US health insurer BlueCross BlueShield has spent between US$3 million and $3.5 million over the past three years on a storage-area network (SAN) that includes 40TB of storage.
That may seem like a hefty capital investment, especially in storage, which is increasingly considered a commodity item. But you must also consider the savings, says Bob Venable, enterprise systems manager at the insurer. They amount to more than $1.5 million per year and come largely from reductions in the time and labor costs related to identifying and solving storage-related problems.
BlueCross BlueShield's return on investment is impressive, but it's also far from typical. In fact, experts say there's no such thing as typical when it comes to cost savings from SANs, since there's no single formula for calculating their cost. Instead, the cost of implementing and running a SAN varies tremendously depending on a company's existing equipment, storage needs and planned acquisitions. The same variables also affect a company's ROI.
How SANs cut costs
SAN architectures cut costs by connecting servers, storage systems and backup devices to allow centralized storage management and reallocation.

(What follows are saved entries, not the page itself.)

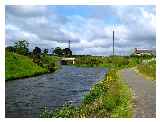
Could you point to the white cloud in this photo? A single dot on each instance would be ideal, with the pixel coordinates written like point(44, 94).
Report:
point(135, 27)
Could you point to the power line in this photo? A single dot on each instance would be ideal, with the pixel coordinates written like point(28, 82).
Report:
point(113, 42)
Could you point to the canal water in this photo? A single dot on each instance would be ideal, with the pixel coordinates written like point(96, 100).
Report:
point(27, 97)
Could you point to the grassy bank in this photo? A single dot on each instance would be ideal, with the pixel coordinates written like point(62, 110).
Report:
point(148, 69)
point(108, 98)
point(18, 66)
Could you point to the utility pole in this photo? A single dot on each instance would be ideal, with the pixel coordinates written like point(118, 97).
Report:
point(113, 42)
point(69, 42)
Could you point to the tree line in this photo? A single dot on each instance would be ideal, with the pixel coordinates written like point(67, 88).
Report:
point(38, 55)
point(22, 47)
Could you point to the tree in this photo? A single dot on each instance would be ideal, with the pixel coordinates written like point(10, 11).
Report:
point(10, 49)
point(58, 51)
point(36, 54)
point(45, 51)
point(67, 52)
point(21, 47)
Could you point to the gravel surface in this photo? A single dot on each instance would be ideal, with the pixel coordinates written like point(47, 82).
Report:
point(144, 94)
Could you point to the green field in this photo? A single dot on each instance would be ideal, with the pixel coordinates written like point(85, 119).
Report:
point(19, 66)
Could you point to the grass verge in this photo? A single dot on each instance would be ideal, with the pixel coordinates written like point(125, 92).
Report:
point(109, 98)
point(148, 70)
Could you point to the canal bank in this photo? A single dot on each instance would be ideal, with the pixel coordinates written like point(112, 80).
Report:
point(27, 97)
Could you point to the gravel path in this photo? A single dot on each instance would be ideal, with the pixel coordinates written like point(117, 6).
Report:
point(144, 93)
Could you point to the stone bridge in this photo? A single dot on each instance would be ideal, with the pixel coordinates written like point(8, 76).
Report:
point(68, 59)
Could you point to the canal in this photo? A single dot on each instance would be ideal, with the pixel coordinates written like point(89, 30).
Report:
point(27, 97)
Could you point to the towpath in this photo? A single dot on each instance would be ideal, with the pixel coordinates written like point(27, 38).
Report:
point(144, 93)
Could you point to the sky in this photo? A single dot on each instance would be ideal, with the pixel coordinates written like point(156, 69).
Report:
point(89, 28)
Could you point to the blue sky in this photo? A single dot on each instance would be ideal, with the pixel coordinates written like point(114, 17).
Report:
point(88, 27)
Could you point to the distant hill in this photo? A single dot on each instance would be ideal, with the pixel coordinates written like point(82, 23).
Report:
point(19, 66)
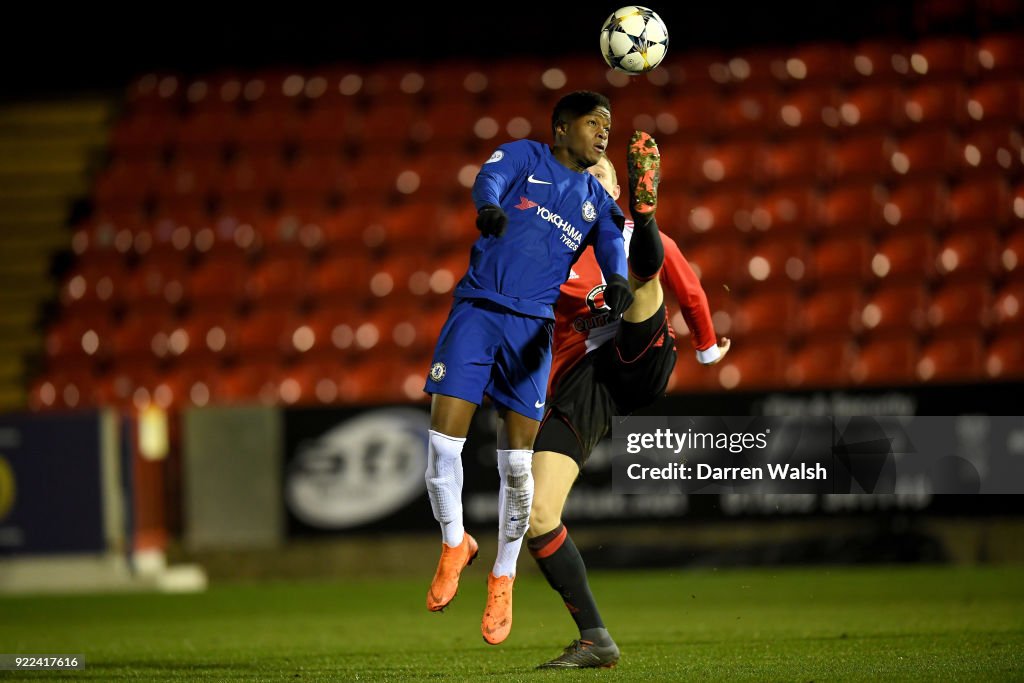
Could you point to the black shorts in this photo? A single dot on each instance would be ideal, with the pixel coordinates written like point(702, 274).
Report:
point(604, 383)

"This is a data center management team's nirvana," says David Cyganski, a professor of electrical and computer engineering at Worcester Polytechnic Institute in Worcester, Mass.
But comparing the costs of implementing and running a SAN with those for other storage systems, such as direct-attached storage or network-attached storage (NAS), is tricky. The initial costs associated with a SAN are significantly higher, but the long-term payoffs are much greater, experts say.
"If I compare the storage costs of buying servers [and managing them] on a server-by-server basis and the costs of buying a SAN and managing it from a centralized place, the purchase cost is maybe four times higher with a SAN, but the total cost of ownership is about half," says Bob Passmore, an analyst at Gartner Inc. in Stamford, Conn.
Don Cawthorne is a user-turned-vendor who was working at Northern Trust Bank in Chicago five years ago when it decided to build a SAN infrastructure. SANs were still in their infancy at the time. Cawthorne budgeted $1.7 million for about a half-dozen servers. Today, a SAN for six servers would cost a fraction of that amount, says Cawthorne, who is now director of SAN architecture at SANcastle Technologies Inc. in San Jose.
Still, what goes into a SAN now depends on factors such as how large a network is and the class of equipment to be used. "Cost is driven very much by the complexity of the situation," Passmore says.
However, users often find that the cost savings they accrue are well worth the price. They also report intangible benefits, such as having more floor space available in the data center after converting to a SAN.
Anthony Lloyd, vice president of computer operations at motion picture company Warner Bros., recovered about 35% of his data center's floor space when he installed four SANs. This will allow for better planning as he brings in more hardware, he says.
Although it's nice to have extra floor space, users, analysts and vendors say the real advantage of SANs comes from better management of storage.
Before implementing SANs at New York-based Warner Bros., Lloyd had problems projecting what his storage needs and costs would be. "We were immediately able to fix that in the SAN environment," he says. What's more, he estimates that a total investment of about $1.3 million has already yielded about $700,000 in savings over the past year as a result of less downtime and more efficient use of resources.
Now Warner Bros. procures new storage every quarter instead of almost every week. And Lloyd says that because he buys in bulk, he gets better discounts. He also generates monthly reports for business departments to show them how much storage they have available, how much they've used and how much the additional storage will cost them.
The bottom line, analysts say, is that a company can save money relatively quickly by implementing a SAN, but how much will vary from user to user.
"The cost reductions come in terms of storage management and higher availability," says Arun Taneja, an analyst at The Enterprise Storage Group Inc. in Milford, Mass. "Your data's available all the time; it's not crashing. There's easier storage management, easier implementation of storage applications. Any costs you invest [in SANs] are oftentimes recovered in a matter of months, not years."